Normalisation douloureuse pour ces deux provinces
Et le Concordat alors ? Signé entre Napoléon Ier et la papauté bien plus tôt, en 1801, cet ensemble de dispositions qui organisent les relations entre l’État et les différents cultes (catholique, luthérien, réformé et israélite) continue de s’appliquer en Alsace-Lorraine après l’annexion allemande (1871), alors que dans le reste de la France, la loi de 1905 y met fin. L’Empire allemand amende, reformule mais maintient ces dispositions.
En 1918, l’Alsace et la Moselle reviennent dans le giron français, mais non sans douleur :
« Pour le gouvernement français, il s’agit de normaliser ces deux provinces. Il y a une volonté d’en faire des territoires français comme les autres. Des commissaires de la République sont envoyés à Metz, Colmar et Strasbourg : on commence à réorganiser l’administration sur le modèle du reste de la France, mais cela se fait de manière parfois brutale. Du jour au lendemain, on a une imposition de la langue française dans l’administration. Par exemple, les instituteurs en Alsace-Lorraine, bien que parfois francophiles, ne parlaient pas forcément le français. Certains ont été remerciés et remplacés par d’autres venant “de l’intérieur” qui bénéficièrent de primes spéciales, ce qui a été mal perçu localement. »

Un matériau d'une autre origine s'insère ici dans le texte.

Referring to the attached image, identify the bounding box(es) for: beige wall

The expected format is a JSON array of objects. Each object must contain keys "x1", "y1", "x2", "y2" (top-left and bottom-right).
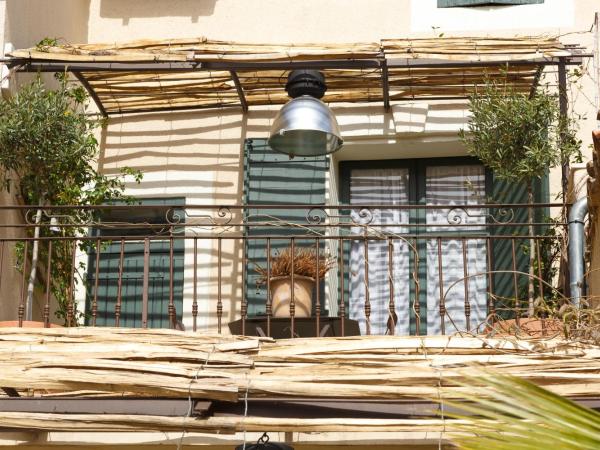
[
  {"x1": 0, "y1": 189, "x2": 23, "y2": 321},
  {"x1": 1, "y1": 0, "x2": 599, "y2": 326},
  {"x1": 4, "y1": 0, "x2": 89, "y2": 49},
  {"x1": 87, "y1": 0, "x2": 410, "y2": 44},
  {"x1": 83, "y1": 0, "x2": 599, "y2": 205},
  {"x1": 0, "y1": 429, "x2": 454, "y2": 449}
]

Benoît Vaillot, historien.
Une mobilisation de grande ampleur
Confrontés à une population très largement non francophone, les fonctionnaires venus de la France « de l’intérieure » ont fait preuve de maladresse, faisant sentir aux Alsaciens et aux Mosellans qu’ils n’étaient pas des Français tout à fait comme les autres. « Rapidement, on passe de l’éblouissement tricolore du lendemain de la Première Guerre mondiale, à une certaine désillusion dans les années 1920, surtout chez les Alsaciens, moins chez les Mosellans », poursuit Benoît Vaillot.
À la réintégration, en 1918, les jours fériés supplémentaires et le financement des cultes font partie des dispositions prorogées par le gouvernement français, pour des raisons de commodité administrative. Mais rapidement, l’exécutif affiche sa volonté de « normaliser » l’Alsace et la Moselle en les abrogeant. Dans le contexte tendu de la réintégration, les populations locales se mobilisent. « Dans les années 1920, on assiste à une union politique assez exceptionnelle, des communistes aux catholiques. Elle culmine en 1926 avec le Heimatbund, ou alliance de la patrie, en allemand. Il y a aussi des mobilisations locales, des manifestations, des pétitions, etc. On en parle dans chaque paroisse ! » raconte l’historien.
Front commun pour les particularismes locaux
Ce front commun vise à réclamer l’autonomie et à défendre l’ensemble des particularismes locaux : les dispositions concordataires qui permettent le financement des cultes, les deux jours fériés supplémentaires et diverses mesures sociales héritées de l’annexion. Si chacune de ces particularités a une origine et un fondement juridique différent, leur ensemble constitue un bloc identitaire pour les Alsaciens. Hors de question, pour nombre d’entre eux, de toucher à quelque disposition que ce soit.
En 1924, le gouvernement du cartel des gauches d’Édouard Herriot crée une énième crispation autour du régime des cultes d’Alsace-Moselle.
« Son programme, c’est clairement la laïcité partout, pour tous, maintenant, avec application à tout le territoire de la loi de séparation des Églises et de l’État de 1905. Il y a alors une levée de boucliers en Alsace, mais aussi dans le reste de la France catholique. L’abrogation du régime des cultes est finalement abandonnée, et le Conseil d’État confirme son exception juridique. »
Aujourd’hui, le fait que le Vendredi Saint et la Saint-Étienne soient fériés en Alsace est inscrit dans le code du travail. Rien à voir avec le régime des cultes d’Alsace-Moselle donc. Mais la confusion qui demeure encore aujourd’hui vient sans doute du fait que ces particularismes locaux ont été défendus ensemble, au siècle dernier.